Bishop George Berkeley 1685 - 1753; was an Anglo-Irish philosopher whose primary achievement was the advancement of a theory he called "immaterialism" (later referred to as "subjective idealism" by others). This theory denies the existence of material substance and instead contends that familiar objects like tables and chairs are only ideas in the minds of perceivers, and as a result cannot exist without being perceived. Berkeley is also known for his critique of abstraction, an important premise in his argument for immaterialism.

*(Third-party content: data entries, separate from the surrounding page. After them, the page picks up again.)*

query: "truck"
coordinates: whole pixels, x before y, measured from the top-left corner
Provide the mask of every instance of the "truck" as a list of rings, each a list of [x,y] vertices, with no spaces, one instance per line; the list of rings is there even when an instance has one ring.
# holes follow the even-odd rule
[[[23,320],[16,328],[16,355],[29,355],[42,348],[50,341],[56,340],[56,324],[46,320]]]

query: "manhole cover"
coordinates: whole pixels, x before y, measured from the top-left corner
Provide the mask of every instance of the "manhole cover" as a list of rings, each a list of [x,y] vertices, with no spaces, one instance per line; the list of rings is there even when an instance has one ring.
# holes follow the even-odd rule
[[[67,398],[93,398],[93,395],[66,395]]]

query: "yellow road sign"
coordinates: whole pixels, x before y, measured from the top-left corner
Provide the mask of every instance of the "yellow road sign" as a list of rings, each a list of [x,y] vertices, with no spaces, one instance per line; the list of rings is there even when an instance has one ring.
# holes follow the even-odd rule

George Frederick Handel 1685 - 1759; was a German-born British Baroque composer famous for his operas, oratorios, anthems and organ concertos. Born in a family indifferent to music, Handel received critical training in Halle, Hamburg and Italy before settling in London (1712) as a naturalized British subject in 1727. By then he was strongly influenced by the great composers of the Italian Baroque and the middle-German polyphonic choral tradition.


Voltaire 1694 - 1778; was a French Enlightenment writer, historian and philosopher famous for his wit, his attacks on the established Catholic Church, and his advocacy of freedom of religion, freedom of expression, and separation of church and state. Voltaire was a versatile writer, producing works in almost every literary form, including plays, poems, novels, essays, and historical and scientific works. He wrote more than 20,000 letters and more than 2,000 books and pamphlets. He was an outspoken advocate, despite the risk this placed him in under the strict censorship laws of the time. As a satirical polemicist, he frequently made use of his works to criticize intolerance, religious dogma, and the French institutions of his day.


James Oglethorpe 1696 - 1785; was a British general, Member of Parliament, philanthropist, and founder of the colony of Georgia. As a social reformer, he hoped to resettle Britain's poor, especially those in debtors' prisons, in the New World.